How strong would an unmeasured confounder have to be to explain away the quit-smoking → mortality association? The E-value (VanderWeele & Ding 2017) answers in one line.

full = sp.datasets.nhefs()
rr = full.loc[full.qsmk == 1, "death"].mean() / full.loc[full.qsmk == 0, "death"].mean()
ev = sp.evalue(estimate=float(rr), measure="RR")
ev["evalue_estimate"]            # 1.98  (matches R EValue::evalues.RR exactly)

The E-value of 1.98 means an unmeasured confounder would need a risk ratio of at least 1.98 with both quitting and death, beyond the measured confounders, to nullify the association — matching the closed-form E = RR + √(RR(RR−1)) and R's EValue package to 1e-3.


What this certifies (and what it doesn't)

Quantity Match to book Match to R gold
Crude difference, Ch15 regressions, E-value exact (closed form) exact / 4 dp
IP weighting, g-formula, g-estimation, survival within ~2% / rounding 3–4 dp

The closed-form quantities are exact.
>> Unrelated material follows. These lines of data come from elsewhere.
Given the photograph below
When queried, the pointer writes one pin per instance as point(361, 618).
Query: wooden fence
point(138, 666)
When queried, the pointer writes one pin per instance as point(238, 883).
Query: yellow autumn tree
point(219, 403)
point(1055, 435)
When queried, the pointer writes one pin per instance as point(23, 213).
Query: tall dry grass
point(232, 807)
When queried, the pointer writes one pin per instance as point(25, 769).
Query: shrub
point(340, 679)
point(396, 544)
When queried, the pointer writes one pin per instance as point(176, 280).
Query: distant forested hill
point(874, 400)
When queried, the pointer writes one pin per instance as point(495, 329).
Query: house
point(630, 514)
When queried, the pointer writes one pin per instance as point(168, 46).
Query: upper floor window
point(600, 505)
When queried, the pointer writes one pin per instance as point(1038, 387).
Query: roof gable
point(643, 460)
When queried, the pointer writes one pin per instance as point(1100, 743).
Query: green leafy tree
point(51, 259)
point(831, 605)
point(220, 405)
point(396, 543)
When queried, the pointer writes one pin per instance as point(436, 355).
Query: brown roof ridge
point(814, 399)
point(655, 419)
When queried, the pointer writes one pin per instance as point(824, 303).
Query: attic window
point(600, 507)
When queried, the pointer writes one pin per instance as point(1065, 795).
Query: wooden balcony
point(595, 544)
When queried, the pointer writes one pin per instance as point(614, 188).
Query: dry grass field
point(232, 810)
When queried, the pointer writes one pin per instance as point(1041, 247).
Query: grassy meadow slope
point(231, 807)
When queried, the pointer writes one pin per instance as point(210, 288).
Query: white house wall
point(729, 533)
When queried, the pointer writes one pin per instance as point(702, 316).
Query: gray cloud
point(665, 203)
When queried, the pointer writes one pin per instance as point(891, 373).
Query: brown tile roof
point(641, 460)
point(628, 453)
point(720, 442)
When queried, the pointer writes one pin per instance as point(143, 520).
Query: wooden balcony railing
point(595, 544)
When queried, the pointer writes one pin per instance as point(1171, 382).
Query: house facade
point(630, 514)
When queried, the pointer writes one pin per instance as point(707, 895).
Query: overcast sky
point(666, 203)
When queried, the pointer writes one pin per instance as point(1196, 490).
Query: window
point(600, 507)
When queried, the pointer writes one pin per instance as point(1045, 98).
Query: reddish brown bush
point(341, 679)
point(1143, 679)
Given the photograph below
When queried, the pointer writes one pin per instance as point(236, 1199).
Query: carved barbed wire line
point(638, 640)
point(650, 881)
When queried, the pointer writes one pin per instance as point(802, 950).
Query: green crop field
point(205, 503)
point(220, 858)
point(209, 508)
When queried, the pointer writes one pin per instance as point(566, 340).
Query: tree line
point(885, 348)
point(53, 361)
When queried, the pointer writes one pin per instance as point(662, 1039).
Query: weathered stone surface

The IP-weighted, g-formula, g-estimation, and survival quantities carry small, documented convention choices (normalized weights; additive encoding of the SNMM; pooled-logistic vs Cox hazards) that keep them within ~2% of both the book and the independent R reference. This is the first epidemiology-stack (as opposed to econometrics-stack) parity certification in StatsPAI; it upgrades the g-methods rows of the public-health guide from "API-stable but not yet parity-certified" to "validated against the What If canon and R."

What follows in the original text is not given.